When OP objected to her medical event being turned into a spectator event he flounced off home to his mum and to my knowledge has not returned.

Cokie3 · 11/02/2021 15:52

What I don't get is she originally said she had no one to mind the children, yet that clearly wasn't true as her last post said they would go to her mothers now. Which, should have been the way right from the start.

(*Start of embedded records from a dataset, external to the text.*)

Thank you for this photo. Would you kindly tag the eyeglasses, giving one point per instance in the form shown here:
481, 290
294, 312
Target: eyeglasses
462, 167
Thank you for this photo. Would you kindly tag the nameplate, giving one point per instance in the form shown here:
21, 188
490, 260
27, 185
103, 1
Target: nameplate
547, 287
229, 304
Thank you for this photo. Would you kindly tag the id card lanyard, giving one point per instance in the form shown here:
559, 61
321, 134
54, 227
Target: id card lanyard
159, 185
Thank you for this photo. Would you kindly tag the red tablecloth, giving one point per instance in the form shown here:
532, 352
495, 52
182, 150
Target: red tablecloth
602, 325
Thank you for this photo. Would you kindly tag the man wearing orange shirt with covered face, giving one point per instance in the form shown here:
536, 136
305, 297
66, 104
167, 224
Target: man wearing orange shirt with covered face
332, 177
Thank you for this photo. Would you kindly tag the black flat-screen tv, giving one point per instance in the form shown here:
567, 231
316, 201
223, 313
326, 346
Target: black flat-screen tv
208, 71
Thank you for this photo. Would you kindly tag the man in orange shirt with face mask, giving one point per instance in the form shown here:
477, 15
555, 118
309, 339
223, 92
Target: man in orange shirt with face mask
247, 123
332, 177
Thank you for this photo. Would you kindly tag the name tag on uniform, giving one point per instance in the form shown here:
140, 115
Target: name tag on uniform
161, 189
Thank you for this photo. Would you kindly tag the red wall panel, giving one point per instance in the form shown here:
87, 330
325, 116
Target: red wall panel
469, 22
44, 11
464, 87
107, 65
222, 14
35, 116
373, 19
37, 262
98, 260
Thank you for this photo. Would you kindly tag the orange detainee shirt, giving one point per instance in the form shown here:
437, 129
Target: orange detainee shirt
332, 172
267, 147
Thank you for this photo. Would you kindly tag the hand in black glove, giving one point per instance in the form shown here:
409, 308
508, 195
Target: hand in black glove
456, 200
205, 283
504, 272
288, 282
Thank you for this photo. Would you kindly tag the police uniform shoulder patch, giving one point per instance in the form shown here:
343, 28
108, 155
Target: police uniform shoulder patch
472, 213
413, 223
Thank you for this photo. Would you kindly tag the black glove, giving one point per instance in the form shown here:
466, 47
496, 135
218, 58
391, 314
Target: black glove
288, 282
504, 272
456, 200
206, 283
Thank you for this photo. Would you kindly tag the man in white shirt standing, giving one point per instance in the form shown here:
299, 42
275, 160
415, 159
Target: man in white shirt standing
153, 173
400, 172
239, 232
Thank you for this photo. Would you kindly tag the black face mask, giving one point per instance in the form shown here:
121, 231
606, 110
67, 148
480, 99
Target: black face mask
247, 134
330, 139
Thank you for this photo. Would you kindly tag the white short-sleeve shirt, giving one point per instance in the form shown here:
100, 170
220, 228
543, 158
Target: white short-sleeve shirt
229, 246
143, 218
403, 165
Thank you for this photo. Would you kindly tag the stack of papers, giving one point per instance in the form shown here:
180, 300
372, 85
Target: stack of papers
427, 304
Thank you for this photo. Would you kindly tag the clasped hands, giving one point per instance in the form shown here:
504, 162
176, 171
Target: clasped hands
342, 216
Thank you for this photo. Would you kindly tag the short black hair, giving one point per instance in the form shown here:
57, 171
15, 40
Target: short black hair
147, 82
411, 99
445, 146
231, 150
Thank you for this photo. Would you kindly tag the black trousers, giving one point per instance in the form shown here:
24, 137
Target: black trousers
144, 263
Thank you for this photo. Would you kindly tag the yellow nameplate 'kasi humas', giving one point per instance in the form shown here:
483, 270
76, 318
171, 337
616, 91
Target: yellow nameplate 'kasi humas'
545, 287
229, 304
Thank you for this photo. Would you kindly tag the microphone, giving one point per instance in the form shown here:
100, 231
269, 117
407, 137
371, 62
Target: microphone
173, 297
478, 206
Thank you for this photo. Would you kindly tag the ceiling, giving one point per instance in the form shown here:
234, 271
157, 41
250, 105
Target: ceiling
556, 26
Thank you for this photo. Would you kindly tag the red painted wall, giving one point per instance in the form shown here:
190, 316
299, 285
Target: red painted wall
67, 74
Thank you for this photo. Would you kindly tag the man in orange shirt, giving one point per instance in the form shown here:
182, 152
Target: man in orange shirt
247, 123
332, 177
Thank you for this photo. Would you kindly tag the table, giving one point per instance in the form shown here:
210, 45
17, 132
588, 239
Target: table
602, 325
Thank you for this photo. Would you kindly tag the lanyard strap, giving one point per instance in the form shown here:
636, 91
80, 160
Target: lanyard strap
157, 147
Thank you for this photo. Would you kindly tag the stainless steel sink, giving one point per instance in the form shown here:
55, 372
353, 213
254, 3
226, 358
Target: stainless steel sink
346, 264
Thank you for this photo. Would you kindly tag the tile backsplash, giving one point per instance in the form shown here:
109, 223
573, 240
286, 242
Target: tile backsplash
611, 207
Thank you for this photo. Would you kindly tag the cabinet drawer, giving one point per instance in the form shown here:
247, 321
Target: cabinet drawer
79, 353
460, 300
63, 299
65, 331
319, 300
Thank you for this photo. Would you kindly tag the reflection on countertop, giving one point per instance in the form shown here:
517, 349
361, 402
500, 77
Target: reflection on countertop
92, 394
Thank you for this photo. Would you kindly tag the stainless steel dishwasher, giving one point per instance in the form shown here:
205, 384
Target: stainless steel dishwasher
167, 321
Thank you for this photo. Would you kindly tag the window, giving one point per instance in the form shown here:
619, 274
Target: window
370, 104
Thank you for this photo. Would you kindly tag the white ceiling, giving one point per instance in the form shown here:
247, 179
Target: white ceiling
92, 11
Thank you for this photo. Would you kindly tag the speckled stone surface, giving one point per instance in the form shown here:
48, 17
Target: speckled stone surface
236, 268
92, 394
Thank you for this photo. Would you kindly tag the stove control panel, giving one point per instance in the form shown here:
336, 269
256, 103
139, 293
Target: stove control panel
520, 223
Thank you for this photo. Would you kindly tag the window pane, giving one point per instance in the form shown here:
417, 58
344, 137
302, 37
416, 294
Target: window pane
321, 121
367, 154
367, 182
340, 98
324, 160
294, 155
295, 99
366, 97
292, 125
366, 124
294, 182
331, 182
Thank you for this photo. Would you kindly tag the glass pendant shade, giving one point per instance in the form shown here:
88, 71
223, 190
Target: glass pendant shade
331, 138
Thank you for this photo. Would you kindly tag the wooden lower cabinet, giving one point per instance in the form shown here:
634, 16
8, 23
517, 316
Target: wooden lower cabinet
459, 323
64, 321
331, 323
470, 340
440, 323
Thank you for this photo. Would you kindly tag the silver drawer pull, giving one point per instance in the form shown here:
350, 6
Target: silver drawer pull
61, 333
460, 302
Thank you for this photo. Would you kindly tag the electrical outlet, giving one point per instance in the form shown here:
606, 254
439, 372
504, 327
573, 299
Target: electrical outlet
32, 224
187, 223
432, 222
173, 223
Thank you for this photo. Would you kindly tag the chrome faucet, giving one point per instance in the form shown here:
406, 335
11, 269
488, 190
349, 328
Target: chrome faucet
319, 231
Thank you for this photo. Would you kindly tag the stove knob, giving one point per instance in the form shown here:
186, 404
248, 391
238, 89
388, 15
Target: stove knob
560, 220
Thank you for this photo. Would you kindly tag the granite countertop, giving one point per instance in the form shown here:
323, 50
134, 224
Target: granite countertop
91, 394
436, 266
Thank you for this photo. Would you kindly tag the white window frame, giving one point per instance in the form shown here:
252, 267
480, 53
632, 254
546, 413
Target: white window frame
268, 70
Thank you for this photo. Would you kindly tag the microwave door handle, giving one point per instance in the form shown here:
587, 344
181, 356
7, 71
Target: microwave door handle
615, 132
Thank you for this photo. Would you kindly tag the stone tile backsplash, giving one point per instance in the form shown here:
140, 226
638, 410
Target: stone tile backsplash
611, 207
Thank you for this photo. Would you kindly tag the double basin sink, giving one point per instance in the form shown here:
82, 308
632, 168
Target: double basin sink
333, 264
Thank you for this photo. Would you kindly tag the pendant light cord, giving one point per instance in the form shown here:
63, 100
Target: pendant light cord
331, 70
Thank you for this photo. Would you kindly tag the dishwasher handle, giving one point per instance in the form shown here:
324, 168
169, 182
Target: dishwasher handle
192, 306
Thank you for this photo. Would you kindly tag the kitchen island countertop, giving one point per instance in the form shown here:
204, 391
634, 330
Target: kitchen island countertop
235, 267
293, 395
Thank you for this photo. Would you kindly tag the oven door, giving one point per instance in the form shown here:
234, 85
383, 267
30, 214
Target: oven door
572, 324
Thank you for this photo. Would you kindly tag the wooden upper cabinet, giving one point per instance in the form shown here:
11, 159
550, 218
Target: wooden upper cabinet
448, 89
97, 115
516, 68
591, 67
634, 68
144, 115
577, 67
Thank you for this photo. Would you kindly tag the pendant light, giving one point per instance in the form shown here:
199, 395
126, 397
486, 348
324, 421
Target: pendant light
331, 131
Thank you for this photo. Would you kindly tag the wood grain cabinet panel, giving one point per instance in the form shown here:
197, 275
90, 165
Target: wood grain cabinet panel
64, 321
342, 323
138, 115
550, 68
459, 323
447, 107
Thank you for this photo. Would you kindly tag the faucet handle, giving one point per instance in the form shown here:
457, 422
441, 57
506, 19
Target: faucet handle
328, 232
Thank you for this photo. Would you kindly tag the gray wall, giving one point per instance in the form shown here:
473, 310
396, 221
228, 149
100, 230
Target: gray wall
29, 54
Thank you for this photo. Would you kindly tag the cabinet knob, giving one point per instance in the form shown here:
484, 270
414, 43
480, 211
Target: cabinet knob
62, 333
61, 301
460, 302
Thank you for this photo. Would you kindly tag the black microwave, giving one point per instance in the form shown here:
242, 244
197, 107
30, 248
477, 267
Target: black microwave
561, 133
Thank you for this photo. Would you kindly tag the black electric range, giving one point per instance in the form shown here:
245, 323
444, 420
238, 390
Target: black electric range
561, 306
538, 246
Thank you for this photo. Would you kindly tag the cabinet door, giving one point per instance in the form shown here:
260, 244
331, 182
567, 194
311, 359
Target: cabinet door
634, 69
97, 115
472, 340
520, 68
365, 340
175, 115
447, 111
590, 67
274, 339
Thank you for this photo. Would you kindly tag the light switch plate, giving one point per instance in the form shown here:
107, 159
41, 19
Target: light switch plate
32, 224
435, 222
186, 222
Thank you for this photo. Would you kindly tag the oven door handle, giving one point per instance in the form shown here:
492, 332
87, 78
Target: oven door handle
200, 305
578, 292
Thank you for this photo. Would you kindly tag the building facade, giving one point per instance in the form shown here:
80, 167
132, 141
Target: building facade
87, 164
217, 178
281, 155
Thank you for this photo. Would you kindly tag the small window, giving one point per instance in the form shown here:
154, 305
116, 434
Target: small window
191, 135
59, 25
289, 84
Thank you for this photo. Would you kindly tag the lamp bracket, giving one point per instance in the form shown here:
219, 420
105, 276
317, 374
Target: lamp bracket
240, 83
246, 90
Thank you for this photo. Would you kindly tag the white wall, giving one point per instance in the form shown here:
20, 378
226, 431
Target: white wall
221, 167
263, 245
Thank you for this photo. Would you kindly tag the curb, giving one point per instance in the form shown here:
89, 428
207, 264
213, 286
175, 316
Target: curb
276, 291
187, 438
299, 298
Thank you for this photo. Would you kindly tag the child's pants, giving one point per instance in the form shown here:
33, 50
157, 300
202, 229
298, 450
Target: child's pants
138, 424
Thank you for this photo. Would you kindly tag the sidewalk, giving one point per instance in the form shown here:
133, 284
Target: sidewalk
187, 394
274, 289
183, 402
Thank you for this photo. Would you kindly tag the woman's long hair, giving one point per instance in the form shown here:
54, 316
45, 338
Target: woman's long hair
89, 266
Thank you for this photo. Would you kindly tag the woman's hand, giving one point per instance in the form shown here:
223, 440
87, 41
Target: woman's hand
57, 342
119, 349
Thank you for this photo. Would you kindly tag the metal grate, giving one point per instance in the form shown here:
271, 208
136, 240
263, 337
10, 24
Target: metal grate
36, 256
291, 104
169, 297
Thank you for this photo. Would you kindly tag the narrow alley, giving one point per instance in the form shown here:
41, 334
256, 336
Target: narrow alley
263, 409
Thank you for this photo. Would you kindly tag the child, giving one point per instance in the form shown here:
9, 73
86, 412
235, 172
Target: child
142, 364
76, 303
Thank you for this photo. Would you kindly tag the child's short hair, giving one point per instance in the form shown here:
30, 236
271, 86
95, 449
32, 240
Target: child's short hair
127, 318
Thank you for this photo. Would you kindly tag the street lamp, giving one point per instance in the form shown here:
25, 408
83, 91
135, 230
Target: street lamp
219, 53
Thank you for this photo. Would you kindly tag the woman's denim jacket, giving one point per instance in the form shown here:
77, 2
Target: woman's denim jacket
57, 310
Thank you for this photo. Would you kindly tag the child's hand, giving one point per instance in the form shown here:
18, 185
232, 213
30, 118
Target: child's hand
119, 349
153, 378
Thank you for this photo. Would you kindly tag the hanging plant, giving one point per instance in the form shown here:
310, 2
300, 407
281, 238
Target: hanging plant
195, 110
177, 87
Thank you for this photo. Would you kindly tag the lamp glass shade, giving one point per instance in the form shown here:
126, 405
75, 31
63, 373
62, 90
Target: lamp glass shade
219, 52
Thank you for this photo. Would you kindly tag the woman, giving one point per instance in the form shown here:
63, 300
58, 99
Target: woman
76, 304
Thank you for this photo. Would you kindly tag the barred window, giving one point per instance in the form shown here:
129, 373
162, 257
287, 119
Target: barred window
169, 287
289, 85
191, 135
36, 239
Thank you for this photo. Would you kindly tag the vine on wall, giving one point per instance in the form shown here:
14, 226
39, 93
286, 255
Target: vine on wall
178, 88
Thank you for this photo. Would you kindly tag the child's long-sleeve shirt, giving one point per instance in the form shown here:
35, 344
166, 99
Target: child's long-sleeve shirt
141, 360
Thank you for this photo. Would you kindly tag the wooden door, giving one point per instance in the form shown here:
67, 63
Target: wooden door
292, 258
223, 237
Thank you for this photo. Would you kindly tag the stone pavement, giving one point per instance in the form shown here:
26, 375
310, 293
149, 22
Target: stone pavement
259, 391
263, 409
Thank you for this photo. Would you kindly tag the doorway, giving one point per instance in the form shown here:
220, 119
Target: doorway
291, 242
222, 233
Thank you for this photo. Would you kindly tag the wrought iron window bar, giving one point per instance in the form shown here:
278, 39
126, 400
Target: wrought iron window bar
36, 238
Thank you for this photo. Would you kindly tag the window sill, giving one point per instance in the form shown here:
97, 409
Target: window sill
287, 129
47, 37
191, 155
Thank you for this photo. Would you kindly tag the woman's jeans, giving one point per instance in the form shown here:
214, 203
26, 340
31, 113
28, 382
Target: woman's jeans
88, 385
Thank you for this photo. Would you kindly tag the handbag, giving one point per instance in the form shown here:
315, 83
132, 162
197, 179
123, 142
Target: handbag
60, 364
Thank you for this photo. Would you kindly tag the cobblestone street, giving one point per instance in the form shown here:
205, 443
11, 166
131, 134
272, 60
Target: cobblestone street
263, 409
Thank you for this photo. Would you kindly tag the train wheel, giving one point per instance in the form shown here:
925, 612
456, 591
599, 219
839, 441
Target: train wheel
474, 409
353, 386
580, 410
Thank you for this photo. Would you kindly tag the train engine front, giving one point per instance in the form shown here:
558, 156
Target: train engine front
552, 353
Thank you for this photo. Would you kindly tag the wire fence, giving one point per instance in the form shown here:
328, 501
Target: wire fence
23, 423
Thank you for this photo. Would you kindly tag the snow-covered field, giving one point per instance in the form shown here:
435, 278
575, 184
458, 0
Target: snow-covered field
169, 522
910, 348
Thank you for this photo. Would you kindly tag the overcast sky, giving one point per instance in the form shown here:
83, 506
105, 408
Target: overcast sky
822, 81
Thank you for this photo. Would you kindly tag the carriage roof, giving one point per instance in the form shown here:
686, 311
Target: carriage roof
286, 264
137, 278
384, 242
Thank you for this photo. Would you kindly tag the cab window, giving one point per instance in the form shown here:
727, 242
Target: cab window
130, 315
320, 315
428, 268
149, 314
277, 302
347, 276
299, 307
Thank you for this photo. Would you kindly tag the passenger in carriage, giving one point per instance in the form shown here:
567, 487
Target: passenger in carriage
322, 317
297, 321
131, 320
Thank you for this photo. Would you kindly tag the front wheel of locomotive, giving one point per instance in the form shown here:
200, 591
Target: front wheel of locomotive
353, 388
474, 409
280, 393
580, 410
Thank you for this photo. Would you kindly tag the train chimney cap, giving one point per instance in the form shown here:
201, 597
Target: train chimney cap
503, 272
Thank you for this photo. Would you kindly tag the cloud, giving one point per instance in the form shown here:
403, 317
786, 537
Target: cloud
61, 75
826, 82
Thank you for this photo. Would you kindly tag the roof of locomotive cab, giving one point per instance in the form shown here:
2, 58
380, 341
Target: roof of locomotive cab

Yeah, the husband's a selfish arsehole but she doesn't sound much better by subjecting the poor children to this, it could traumatise them. It isn't imo something a child should see, from a child (psychological) protective perspective. Apart from their DD/DSD being traumatised by seeing it, having kids coming and going in and out of the room, probably shrieking at the sight, etc, sounds like a 7th circle of hell and not relaxing or conducive to calm birthing at all. Yes I know DD said she'd stay upstairs, but still, you don't know how she will react to her mother's screams. I'm putting myself in the shoes of OP's poor little girl. If I were her, hearing my mum cry and scream and grunt in pain would have me breaking down in tears. I could not cope with it. I don't know many/if any children that could.